What first inspired you to write The HISTORY OF COUNTING for children?
I am professor of Art and Middle Eastern Studies at the University of Texas at Austin. My field is the Archaeology of the ancient Near East. I wanted to tell the results of my work as an archaeologist to my six grandchildren.
The book is dedicated to Nicolas, the oldest. I like to share my discoveries with the new generation. I like the challenge of presenting complex data in a simple way.
How did you become interested in counting and numbers?
The realization that our way of counting was preceded by more archaic ways of counting is the outcome of 25 years of research. I had the privilege to study archaeological material that revealed 1) how writing was first invented in Sumer, present day Iraq, ca. 3000 BC and 2) how counting had evolved over 10,000 years.
What do you think Michael Hays’ illustrations brought to the text?
The pictures are important in giving a sense of history.

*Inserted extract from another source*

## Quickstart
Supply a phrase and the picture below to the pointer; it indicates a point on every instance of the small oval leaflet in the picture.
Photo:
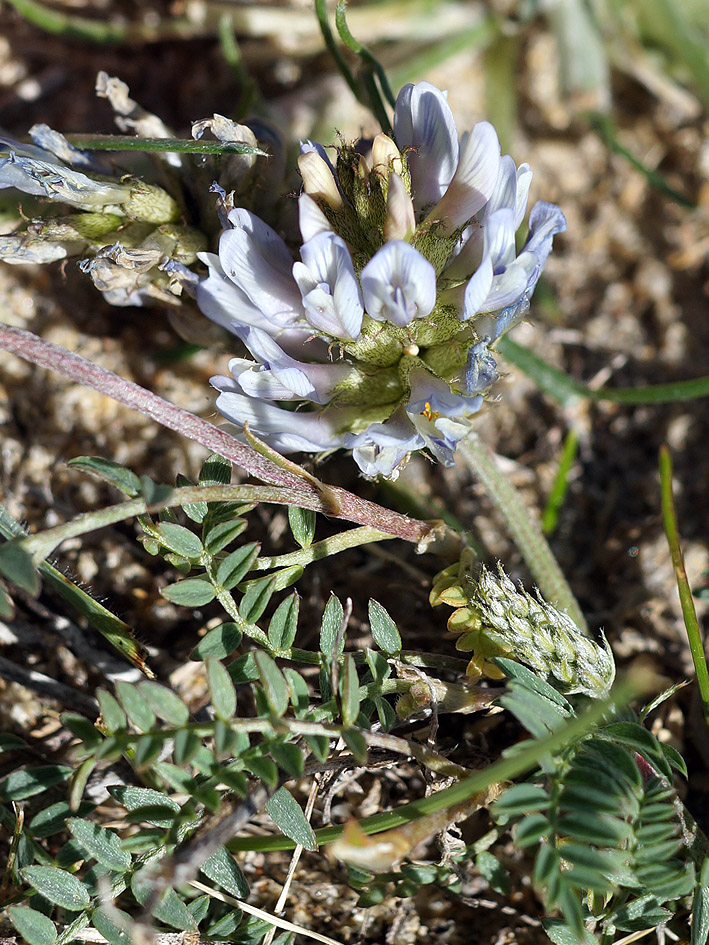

The HISTORY OF COUNTING includes people and places throughout time. Are there still parts of the world where abstract numbers are not used at all?
It is my understanding that abstract numbers are now universally used for business and administration. There are however still many dialects, which preserve different numerations systems for daily life counting. I think of Maya or Russian dialects. Also, body counting is still common in Africa and Oceania.
Why did we go to base 10 instead of 6 or 12?
Because it makes it infinitely easier to calculate. Think how the system of 12 inches, 3 feet etc. complicates computing.
Is there anything else about counting that you’d like to share?
It is fascinating to me how many times counting was invented on the face of the earth and the multiple ways of counting that were developed. It is also interesting to me that people all over the world had such great difficulty in counting beyond 3 and that each bigger number thereafter was a special accomplishment.
Why are there so few books about math and science?
I have noted that people are not curious about the invention of numbers, because it is commonly held, that humans spontaneously count to ten because they have 10 fingers. Nothing, however, is further than the truth.
Is there something you would like to add?
I have had great joy in reading with my children and grandchildren and have learned a great deal in the process. I hope HISTORY OF COUNTING will also be shared by children and their moms and dads.